The Irving Berlin songs are occurrently classics, but not always great,
while the narrative is too choppy in the face of the formula scripting. The cast, including Alice Faye, Tyrone
Power, Don Ameche, Jack Haley, and cameo by then lesser-known John Carradine
add up to a solid cast, but all are blown away by an early stunner of a
performance by Ethel Merman as a big band singer in remarkable form. She would not fare quite as well a few
decades later in There’s No Business Like Show Business, but her role
allows her to show off her talents at her best here and the rest of the film
seems dull or awkward by comparison.
Now this is a Musical classic to many and deservedly so,
but despite the fact that the production values and craftsmanship endure, it
otherwise adds up to more of a time capsule than a feature film. If the sillier parts of the plot had been
made better, the War segments would not seem as trivial. It is a major part of Musical and Fox
history as well, so many will disagree with me, but I can live with that.
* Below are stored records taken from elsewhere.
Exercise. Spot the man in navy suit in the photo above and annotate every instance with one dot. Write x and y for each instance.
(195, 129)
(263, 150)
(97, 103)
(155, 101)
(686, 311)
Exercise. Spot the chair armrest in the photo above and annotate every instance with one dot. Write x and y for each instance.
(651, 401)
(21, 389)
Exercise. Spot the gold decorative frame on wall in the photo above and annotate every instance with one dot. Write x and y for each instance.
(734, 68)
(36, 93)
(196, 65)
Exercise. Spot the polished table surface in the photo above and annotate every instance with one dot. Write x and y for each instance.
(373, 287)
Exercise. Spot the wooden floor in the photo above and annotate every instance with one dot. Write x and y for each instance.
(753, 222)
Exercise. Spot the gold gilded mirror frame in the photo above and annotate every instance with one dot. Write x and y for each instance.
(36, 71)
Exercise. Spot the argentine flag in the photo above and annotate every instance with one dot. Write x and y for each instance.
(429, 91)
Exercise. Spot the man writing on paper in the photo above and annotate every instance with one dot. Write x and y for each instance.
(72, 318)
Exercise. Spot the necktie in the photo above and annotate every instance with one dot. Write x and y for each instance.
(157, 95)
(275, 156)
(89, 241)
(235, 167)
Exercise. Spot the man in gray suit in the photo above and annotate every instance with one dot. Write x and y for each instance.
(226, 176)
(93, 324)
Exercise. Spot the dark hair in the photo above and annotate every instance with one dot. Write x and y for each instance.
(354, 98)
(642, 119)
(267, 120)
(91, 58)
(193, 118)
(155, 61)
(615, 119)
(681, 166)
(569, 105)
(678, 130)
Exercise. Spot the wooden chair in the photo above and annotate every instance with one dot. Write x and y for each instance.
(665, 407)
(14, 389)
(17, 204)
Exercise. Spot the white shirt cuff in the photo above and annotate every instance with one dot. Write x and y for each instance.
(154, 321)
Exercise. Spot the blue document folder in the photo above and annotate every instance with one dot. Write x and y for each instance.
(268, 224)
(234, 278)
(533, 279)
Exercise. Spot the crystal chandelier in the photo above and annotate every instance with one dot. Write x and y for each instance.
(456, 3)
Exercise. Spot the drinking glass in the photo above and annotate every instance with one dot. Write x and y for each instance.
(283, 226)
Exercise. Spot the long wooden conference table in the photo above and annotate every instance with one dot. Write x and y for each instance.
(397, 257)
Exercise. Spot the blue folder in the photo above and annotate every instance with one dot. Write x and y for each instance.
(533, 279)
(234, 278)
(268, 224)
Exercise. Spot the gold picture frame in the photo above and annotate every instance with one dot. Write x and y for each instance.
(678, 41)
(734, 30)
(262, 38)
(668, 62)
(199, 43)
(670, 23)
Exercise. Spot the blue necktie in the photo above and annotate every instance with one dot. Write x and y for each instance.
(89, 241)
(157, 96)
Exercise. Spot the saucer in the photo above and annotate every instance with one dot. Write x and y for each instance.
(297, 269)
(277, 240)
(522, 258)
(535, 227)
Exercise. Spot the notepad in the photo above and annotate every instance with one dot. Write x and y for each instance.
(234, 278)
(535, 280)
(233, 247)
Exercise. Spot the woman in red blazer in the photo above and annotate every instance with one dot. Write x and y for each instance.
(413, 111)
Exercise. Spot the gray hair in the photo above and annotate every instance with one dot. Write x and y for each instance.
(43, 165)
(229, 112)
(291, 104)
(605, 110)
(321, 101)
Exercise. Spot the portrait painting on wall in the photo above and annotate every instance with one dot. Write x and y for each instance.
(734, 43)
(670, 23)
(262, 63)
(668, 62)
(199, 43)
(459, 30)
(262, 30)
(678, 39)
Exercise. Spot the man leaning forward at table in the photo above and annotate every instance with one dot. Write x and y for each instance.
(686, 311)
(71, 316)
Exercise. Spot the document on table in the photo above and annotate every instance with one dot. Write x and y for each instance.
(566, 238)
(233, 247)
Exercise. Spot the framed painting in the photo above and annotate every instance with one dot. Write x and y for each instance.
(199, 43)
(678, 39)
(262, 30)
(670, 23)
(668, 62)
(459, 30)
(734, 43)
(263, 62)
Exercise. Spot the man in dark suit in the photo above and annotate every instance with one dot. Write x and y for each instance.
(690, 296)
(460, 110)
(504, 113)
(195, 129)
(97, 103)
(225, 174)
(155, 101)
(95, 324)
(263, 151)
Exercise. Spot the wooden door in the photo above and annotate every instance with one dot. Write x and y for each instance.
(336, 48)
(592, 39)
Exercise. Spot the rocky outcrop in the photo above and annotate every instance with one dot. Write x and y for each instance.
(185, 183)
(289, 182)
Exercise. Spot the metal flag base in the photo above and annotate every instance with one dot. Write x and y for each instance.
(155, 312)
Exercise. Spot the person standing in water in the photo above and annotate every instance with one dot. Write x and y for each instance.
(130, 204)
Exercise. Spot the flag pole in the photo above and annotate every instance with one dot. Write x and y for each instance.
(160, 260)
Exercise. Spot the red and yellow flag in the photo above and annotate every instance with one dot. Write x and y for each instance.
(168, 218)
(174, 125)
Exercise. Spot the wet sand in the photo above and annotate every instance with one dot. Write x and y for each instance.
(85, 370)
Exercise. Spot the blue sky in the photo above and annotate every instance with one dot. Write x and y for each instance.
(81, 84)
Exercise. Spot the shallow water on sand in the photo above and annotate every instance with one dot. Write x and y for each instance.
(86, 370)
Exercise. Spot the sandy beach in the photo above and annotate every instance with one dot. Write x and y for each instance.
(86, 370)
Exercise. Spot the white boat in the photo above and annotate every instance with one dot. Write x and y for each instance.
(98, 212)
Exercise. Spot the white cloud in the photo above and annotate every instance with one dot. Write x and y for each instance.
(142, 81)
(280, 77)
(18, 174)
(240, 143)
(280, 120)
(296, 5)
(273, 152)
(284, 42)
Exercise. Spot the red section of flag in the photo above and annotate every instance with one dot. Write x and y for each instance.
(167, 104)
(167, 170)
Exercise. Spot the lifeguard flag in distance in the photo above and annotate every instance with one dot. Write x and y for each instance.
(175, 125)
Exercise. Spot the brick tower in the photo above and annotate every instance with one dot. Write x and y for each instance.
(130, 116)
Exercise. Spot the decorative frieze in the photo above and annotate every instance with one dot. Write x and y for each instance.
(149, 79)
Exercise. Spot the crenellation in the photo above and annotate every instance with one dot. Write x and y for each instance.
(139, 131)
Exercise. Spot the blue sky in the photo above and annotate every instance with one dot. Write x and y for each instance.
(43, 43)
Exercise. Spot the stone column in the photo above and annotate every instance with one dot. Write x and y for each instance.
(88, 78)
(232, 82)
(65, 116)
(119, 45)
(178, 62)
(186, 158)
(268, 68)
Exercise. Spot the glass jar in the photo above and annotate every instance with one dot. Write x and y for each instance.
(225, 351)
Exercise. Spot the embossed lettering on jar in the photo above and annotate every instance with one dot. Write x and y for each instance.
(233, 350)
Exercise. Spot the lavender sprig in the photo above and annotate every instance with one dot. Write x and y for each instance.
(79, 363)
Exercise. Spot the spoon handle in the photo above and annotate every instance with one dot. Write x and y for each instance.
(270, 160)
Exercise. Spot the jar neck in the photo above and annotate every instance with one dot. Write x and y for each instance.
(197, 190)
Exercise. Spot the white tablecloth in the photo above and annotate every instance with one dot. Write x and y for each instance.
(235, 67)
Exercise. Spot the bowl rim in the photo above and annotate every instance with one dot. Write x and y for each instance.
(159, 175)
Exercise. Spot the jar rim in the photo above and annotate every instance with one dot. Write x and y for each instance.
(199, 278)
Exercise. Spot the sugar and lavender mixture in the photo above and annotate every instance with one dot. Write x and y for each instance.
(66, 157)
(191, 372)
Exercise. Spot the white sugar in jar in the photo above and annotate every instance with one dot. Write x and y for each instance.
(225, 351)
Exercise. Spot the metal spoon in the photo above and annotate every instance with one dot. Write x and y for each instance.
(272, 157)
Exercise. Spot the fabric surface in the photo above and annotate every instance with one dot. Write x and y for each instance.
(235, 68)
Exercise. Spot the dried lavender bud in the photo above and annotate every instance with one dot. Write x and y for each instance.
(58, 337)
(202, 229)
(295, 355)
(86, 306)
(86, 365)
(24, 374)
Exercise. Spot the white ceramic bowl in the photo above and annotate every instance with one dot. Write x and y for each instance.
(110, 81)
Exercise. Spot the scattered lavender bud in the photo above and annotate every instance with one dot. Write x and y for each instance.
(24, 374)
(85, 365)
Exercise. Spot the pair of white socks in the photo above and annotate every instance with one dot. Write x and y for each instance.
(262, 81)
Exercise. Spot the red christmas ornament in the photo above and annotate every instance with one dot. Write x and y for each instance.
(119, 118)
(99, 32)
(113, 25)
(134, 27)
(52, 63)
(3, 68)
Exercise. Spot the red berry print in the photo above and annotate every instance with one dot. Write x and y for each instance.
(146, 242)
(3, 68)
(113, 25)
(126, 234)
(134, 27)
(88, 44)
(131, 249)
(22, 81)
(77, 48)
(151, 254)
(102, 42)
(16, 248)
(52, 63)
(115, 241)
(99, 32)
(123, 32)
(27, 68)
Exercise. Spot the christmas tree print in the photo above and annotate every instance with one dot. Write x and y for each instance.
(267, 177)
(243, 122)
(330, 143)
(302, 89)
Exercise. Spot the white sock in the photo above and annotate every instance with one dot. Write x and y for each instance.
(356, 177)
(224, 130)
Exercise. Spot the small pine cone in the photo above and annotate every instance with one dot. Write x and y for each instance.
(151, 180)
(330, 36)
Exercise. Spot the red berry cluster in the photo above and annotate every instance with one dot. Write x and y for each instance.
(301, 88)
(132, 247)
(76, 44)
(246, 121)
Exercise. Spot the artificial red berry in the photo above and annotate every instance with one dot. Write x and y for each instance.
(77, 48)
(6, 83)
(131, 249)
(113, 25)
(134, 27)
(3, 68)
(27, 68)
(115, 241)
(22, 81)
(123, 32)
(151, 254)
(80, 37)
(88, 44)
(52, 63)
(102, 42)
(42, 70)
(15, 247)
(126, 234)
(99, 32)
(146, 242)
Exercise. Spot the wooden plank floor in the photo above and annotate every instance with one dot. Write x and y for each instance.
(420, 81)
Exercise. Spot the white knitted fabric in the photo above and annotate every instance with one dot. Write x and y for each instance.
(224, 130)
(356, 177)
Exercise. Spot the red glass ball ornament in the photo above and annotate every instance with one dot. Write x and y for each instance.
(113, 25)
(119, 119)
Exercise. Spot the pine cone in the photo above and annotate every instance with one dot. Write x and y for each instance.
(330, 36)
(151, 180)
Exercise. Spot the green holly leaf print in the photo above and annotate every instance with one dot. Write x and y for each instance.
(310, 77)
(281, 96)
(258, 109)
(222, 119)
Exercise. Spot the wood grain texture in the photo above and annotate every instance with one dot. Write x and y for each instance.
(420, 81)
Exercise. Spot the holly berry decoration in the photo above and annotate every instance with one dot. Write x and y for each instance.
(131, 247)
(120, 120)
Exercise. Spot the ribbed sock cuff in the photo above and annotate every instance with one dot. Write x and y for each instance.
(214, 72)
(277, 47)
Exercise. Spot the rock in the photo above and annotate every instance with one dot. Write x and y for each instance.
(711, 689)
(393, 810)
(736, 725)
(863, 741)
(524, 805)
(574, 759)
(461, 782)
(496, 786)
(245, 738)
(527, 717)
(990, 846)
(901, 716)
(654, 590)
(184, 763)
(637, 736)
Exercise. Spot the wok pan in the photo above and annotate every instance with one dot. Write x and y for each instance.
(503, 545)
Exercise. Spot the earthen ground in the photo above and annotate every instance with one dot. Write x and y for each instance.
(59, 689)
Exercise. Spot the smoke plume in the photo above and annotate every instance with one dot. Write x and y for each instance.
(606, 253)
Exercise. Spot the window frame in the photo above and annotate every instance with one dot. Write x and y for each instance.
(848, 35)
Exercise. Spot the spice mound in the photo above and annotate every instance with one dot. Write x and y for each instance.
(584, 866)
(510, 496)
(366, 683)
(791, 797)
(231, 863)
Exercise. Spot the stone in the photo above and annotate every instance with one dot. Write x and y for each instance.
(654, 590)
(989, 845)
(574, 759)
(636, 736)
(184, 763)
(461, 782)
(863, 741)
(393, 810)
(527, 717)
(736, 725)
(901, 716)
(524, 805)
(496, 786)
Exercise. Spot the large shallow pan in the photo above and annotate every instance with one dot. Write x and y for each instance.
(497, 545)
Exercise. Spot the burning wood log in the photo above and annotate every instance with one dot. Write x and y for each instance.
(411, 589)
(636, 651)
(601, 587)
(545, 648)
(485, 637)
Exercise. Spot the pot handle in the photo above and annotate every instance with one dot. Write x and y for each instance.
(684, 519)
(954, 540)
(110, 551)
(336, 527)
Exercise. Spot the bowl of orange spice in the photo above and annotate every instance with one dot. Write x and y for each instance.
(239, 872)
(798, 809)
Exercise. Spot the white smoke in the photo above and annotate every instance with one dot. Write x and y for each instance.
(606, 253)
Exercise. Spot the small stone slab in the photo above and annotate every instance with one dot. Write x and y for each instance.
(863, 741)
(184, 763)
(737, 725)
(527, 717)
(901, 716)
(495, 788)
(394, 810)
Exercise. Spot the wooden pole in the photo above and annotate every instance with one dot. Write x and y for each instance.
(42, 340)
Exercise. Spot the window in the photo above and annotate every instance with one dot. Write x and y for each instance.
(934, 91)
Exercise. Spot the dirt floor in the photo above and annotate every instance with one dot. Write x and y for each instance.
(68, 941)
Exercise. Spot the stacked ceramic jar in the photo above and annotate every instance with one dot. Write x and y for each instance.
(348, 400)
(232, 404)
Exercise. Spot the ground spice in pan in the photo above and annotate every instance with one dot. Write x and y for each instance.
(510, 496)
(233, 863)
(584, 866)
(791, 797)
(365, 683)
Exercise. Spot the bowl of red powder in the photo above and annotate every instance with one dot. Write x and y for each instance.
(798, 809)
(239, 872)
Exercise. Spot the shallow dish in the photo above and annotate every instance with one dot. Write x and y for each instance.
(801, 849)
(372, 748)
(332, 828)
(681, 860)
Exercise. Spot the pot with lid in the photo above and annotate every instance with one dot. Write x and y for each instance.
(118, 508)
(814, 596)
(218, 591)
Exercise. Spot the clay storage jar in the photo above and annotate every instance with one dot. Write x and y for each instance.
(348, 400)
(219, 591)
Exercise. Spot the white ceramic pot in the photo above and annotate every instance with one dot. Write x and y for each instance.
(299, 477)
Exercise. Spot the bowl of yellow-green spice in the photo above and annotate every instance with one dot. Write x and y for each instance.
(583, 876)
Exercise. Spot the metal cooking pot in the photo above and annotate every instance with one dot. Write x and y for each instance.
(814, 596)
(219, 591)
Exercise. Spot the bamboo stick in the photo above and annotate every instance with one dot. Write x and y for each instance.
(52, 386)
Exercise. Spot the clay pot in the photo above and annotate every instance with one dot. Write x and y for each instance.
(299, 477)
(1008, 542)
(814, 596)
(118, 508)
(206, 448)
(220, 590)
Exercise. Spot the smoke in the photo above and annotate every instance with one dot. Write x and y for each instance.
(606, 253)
The 1.33 X 1 full frame black & white is good, crisp
and for the most part, clear for a film its age, but the vertical scratch that
goes through much of the film on the left hand side is annoying. In the future, there has to be a way to fix
that, but the restoration is decent despite that, doing enough justice to the
cinematography of Peverell Marley, A.S.C. and the crisp monochrome look
intended. This includes the sound,
which is here is Dolby Digital 2.0 Stereo and Mono. It turns out the songs were recorded on three separate 35mm
magnetic mono tracks, then mixed down.
This is not to say those tracks existed, but are the way they balanced
problems with the sound going out of control and becoming distorted, a very
easy thing in the early days. If they
did exist, Fox could have potentially done at least a Dolby 3.0 mix, if not 4.0
or 5.1, but this is 2.0 Stereo and we are lucky we get that. It is better than the Mono, but purists will
probably prefer the latter. Alfred
Newman pulled all the music together.
Extras include two trailers for other Fox Classics DVDs,
the original theatrical trailer for this film, a stills gallery, a Fox
Movietone reel on the film’s London premiere, the A&E Network Biography
installment on Alice Faye, three deleted scenes that are all musical numbers
NOT reinserted into the original film, and an audio commentary track. The audio commentary is by restorationist
and film historian Ray Faiola, but is not all the way though the film, nor does
it discuss the fixing of the film itself enough. Stopping for songs is most unnecessary, as we could play the
actual film score if we wanted to hear that, and it is no de facto isolated
music track my any means. His talk is
mostly about the history, not the technology and restoration of the film, which
is too bad. That could have fit in the
music segments. All in all, a fine
single special edition for an early key Fox “soundie”.